Genesis 24:63 "Isaac went out to meditate in the field at the eventide."-
Very admirable was his occupation.
 If those who spend so many hours in idle company, light reading, and useless pastimes, could learn wisdom, they would find more profitable society and more intersting engagements in meditation than in the vanities which now have such charms over them. We should all know more, live nearer to God, and grow in grace, if we were more alone. Meditation chews the cud and extracts the real nutriment from the mental food gathered elsewhere. When Jesus is the theme, meditation is sweet indeed. Isaac found REbecca while engaged in private musings; many others have found their best beloved there.
Very admirable was the choice place.
In the field we have a study hung round with texts fro thought. From the cedar to the hyssop, from the soaring eagle down to the chirping grasshopper, from teh blue expanse of heaven to a drop of dw, all things are full of teaching, and when the eye is divinely opened, that teaching flases upon the mind far more vividly than from written books. Our little rooms are neither so healthy, so suggestive, so agreeable, or so inspiring as the fields. Let us count nothing common or unclean. but feel that all created things point to their maker, and the field will at once be hallowed.
Very Admirable was the season.
The season of sunset as it draws a veil over the day, befits that repose of the sould when earthborn cares yield to the joys of heavenly communion. The glory of the setting sun excites our wonder, and the solemnity of approaching night awakens our awe. If the business of this day will permit it, it will be well, dear reader, if you can spare an hour to walk in the field at eventide, but if not, the Lord is in the town too, and will meet with thee in thy chamber or in the crowded street. Let thy heart go forth to meet Him. 

Being Quiet. Being Alone. Being still. Not so popular in our culture-which explains why the struggle is present to act on this discipline of meditation. Yet the benefits are innumerable. Convicting.

Monday, April 13, 2009

The time lapse between my last entry and this one is beyond ridiculous. I get into habits, but I can just as easily get out of the habit.  :S So much has happened over the past month and a half, there is no way I can account for it all~although the lack of documentation is a a bit saddening. But I must start anew somewhere-hence this post---

Yesterday was an interesting Easter. My Easter usually consists of going to church, and having lunch with my extended family at my house. Yesterday, however, my mom left for Europe-so we joourneyed to Washington D.C. to drop her off. While we were in the vicinity, we decided to visit Mark Dunsts church--Capital Hill Baptist. I loved it. It was growing, but not a mega church. It was solid but not dry. It was friendly but not fake. It was deep but not incomprehensible. It was large but still strangely intimate. 
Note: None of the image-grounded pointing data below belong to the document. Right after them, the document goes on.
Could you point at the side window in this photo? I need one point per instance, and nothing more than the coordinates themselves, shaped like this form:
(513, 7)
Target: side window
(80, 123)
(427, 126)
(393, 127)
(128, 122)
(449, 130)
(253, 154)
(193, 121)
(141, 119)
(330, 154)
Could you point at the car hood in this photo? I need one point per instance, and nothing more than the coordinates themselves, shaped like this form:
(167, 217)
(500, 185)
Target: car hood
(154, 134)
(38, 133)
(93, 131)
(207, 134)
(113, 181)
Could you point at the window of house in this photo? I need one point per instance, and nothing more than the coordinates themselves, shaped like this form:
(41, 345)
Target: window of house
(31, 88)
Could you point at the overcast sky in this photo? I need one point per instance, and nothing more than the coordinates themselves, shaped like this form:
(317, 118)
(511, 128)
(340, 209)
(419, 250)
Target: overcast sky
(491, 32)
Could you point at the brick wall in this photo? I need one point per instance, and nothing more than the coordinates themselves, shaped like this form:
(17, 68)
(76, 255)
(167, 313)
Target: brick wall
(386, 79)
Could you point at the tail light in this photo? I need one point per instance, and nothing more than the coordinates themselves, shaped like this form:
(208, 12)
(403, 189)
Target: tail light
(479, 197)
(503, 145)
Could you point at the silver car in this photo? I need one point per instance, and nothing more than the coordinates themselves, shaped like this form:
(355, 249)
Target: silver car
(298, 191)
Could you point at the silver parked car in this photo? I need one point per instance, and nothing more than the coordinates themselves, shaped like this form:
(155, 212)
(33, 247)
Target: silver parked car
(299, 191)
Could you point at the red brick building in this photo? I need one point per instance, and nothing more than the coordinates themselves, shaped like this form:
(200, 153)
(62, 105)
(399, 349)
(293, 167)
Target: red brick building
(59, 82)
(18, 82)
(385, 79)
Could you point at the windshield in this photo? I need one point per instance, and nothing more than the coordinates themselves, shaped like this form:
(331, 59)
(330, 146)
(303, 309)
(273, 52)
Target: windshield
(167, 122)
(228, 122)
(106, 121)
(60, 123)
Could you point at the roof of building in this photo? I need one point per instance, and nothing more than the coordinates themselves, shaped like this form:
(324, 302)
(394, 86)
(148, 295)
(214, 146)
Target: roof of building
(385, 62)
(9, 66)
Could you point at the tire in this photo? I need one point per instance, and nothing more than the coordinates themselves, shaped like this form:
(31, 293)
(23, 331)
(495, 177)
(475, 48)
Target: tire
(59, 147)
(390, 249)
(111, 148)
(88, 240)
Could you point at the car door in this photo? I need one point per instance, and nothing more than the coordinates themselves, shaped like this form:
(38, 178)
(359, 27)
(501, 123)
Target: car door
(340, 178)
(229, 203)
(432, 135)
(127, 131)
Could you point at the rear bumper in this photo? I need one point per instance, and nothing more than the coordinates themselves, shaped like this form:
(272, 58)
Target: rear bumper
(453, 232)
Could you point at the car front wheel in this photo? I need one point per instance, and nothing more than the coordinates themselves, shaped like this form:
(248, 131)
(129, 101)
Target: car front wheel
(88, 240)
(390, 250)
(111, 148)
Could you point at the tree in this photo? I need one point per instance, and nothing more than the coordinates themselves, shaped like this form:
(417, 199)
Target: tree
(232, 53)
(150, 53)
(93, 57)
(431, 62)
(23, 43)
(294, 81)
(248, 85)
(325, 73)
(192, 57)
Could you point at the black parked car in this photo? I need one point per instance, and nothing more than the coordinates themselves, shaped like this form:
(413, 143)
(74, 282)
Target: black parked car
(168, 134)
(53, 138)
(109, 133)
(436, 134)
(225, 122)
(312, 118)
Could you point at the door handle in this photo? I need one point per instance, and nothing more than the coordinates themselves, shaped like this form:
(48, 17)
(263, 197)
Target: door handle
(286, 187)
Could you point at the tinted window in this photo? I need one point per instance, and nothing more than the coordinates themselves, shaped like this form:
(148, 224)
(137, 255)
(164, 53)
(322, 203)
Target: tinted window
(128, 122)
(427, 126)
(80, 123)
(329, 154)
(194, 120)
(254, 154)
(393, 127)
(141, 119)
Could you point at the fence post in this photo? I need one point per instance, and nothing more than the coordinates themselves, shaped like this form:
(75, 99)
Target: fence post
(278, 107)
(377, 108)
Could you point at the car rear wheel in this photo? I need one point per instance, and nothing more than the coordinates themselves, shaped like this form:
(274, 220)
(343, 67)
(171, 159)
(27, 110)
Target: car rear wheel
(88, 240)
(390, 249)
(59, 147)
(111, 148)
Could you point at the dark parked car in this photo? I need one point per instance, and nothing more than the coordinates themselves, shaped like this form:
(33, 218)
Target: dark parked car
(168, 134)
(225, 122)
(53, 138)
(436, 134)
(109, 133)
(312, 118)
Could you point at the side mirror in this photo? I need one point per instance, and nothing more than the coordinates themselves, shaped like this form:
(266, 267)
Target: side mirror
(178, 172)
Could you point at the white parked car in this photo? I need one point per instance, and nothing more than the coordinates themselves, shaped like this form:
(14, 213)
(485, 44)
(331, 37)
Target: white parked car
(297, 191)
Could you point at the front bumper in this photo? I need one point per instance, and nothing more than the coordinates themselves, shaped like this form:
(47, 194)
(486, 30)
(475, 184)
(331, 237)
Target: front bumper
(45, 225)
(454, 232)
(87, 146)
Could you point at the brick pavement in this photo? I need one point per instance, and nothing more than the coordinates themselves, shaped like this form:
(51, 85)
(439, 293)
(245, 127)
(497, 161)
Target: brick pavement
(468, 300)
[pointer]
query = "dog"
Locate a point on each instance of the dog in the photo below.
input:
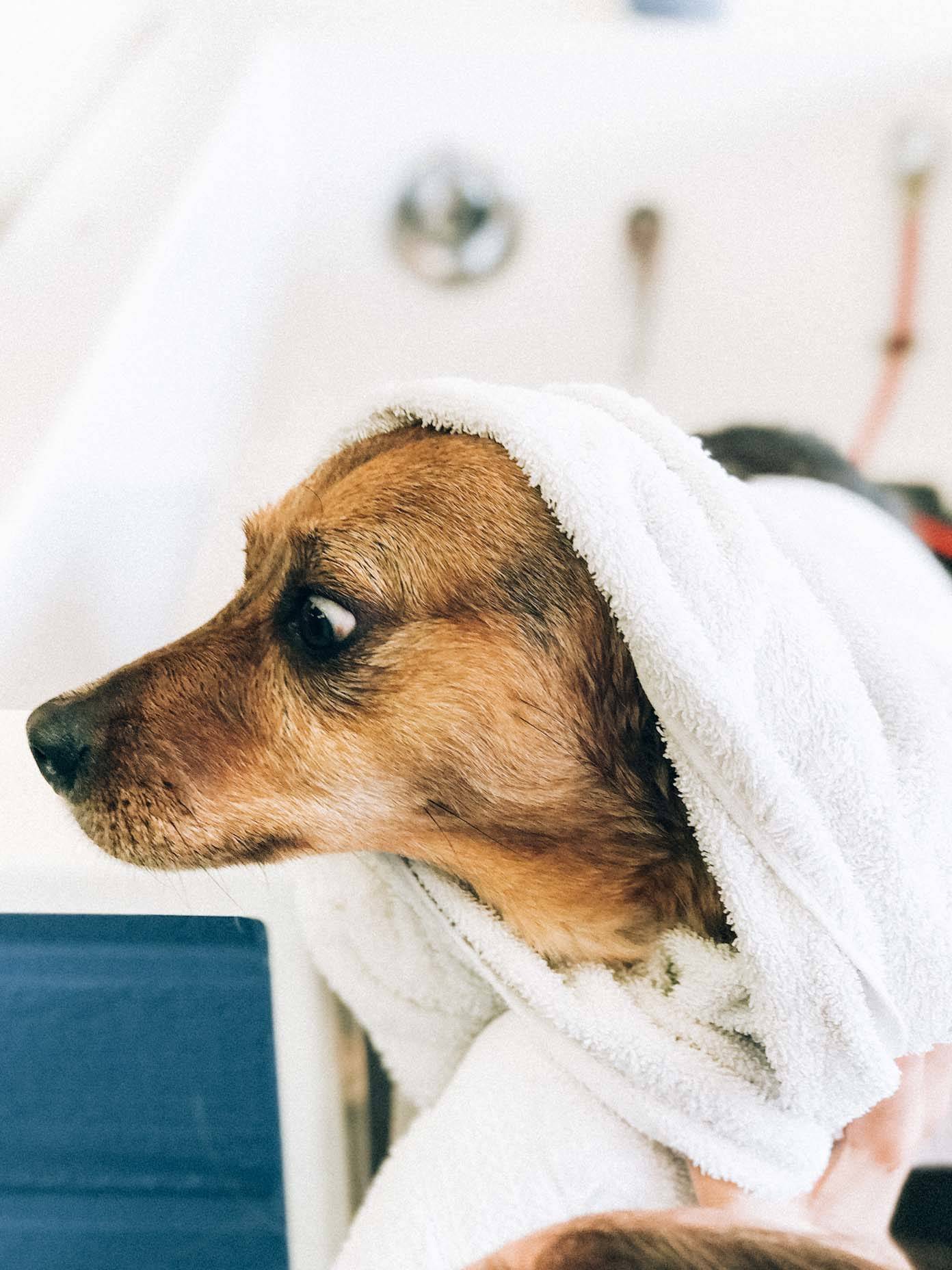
(418, 662)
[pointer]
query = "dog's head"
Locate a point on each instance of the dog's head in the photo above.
(419, 663)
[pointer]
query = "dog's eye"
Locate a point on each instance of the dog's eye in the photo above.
(321, 623)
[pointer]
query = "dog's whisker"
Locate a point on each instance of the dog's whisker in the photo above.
(548, 736)
(475, 829)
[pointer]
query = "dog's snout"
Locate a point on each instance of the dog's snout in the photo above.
(60, 736)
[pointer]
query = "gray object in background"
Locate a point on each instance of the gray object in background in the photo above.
(452, 221)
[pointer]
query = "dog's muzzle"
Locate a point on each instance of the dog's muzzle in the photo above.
(62, 736)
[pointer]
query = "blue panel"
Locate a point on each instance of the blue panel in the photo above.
(137, 1095)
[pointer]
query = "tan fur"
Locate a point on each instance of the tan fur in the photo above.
(485, 718)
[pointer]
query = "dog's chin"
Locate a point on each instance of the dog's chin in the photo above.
(161, 846)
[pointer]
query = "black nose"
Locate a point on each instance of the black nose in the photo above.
(60, 740)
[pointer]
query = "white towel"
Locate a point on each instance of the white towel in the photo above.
(796, 645)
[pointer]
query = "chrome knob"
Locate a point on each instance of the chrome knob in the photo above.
(452, 222)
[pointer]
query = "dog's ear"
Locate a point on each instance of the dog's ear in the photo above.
(673, 879)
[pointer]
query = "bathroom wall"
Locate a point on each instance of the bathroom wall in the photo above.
(204, 278)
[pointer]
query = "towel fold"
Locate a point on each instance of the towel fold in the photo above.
(796, 645)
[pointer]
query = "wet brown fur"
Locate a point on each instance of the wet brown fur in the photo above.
(485, 715)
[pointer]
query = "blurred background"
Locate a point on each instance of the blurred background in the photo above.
(222, 221)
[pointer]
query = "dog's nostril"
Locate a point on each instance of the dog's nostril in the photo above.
(57, 743)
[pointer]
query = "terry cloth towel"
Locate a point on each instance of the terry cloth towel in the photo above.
(796, 645)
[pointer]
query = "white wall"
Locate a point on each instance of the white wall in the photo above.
(192, 341)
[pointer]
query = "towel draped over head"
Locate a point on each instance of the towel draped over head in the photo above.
(796, 645)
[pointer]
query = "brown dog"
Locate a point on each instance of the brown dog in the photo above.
(418, 663)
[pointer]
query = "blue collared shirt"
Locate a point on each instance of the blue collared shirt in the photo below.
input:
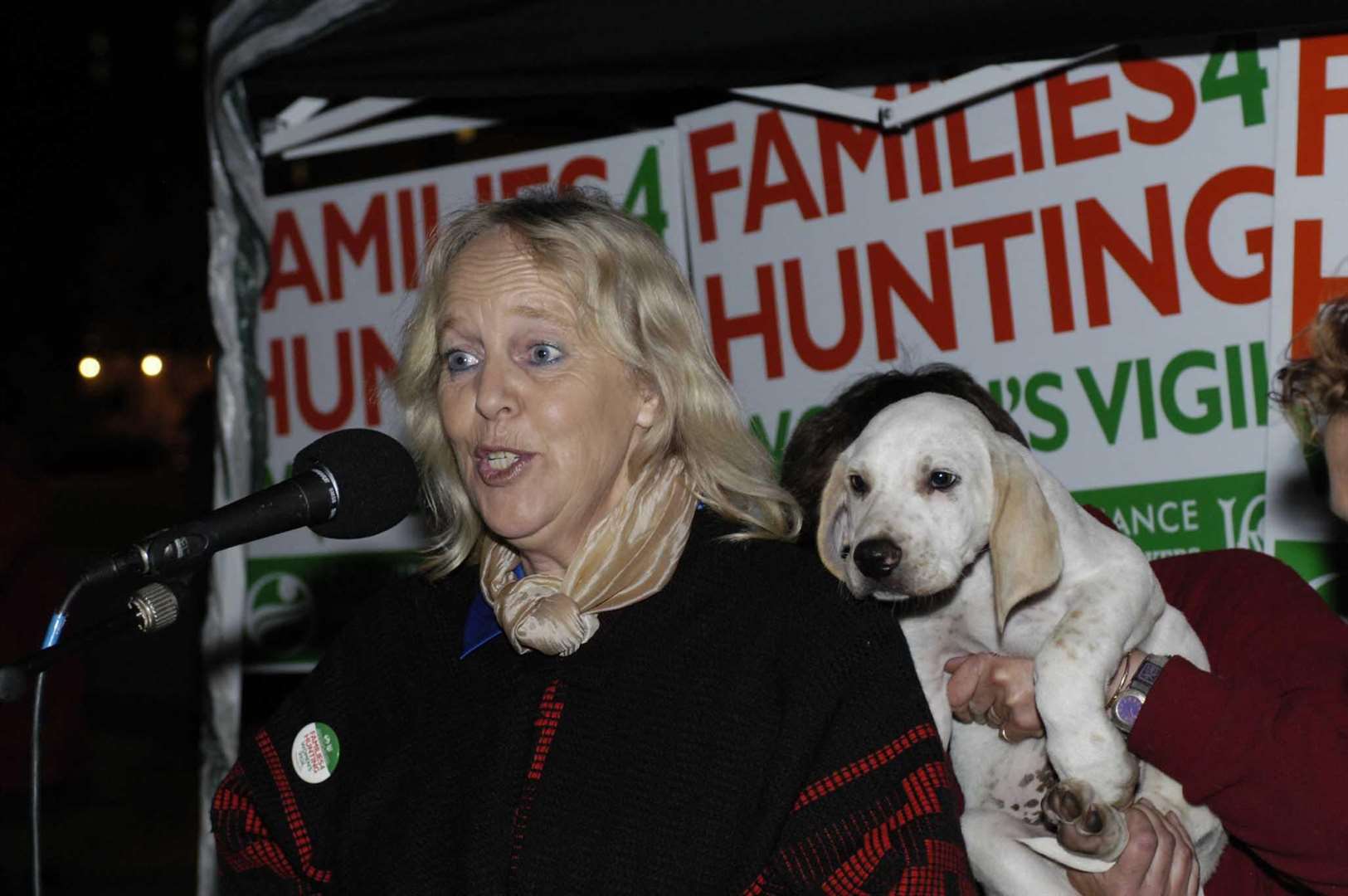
(481, 627)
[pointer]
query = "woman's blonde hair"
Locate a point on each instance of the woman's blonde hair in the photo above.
(631, 295)
(1315, 388)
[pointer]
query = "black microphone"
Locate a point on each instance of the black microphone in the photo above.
(348, 484)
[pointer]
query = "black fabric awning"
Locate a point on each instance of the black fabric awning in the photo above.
(492, 50)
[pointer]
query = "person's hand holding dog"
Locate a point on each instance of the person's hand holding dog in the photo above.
(990, 689)
(1157, 861)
We like it so much, we went back for the evening service---after sitting at Panera and doing homework in the afternoon of course~ :) The evening service showed how much that church was doing--and also how it is possible for a church of 600 members to still feel like family. People shared about the ministries of the church-its present and past members-for the majority of the time. Then they prayed for the concerns. It showed how much of a value they place on not only prayer, but relationships. It was refreshing. It was good. I would go back =)

The time in PA is drawing to a close-I leave to return to LU in just a few short hours---for three more weeks of craziness. Then I will be a sophomore. In college. Weird.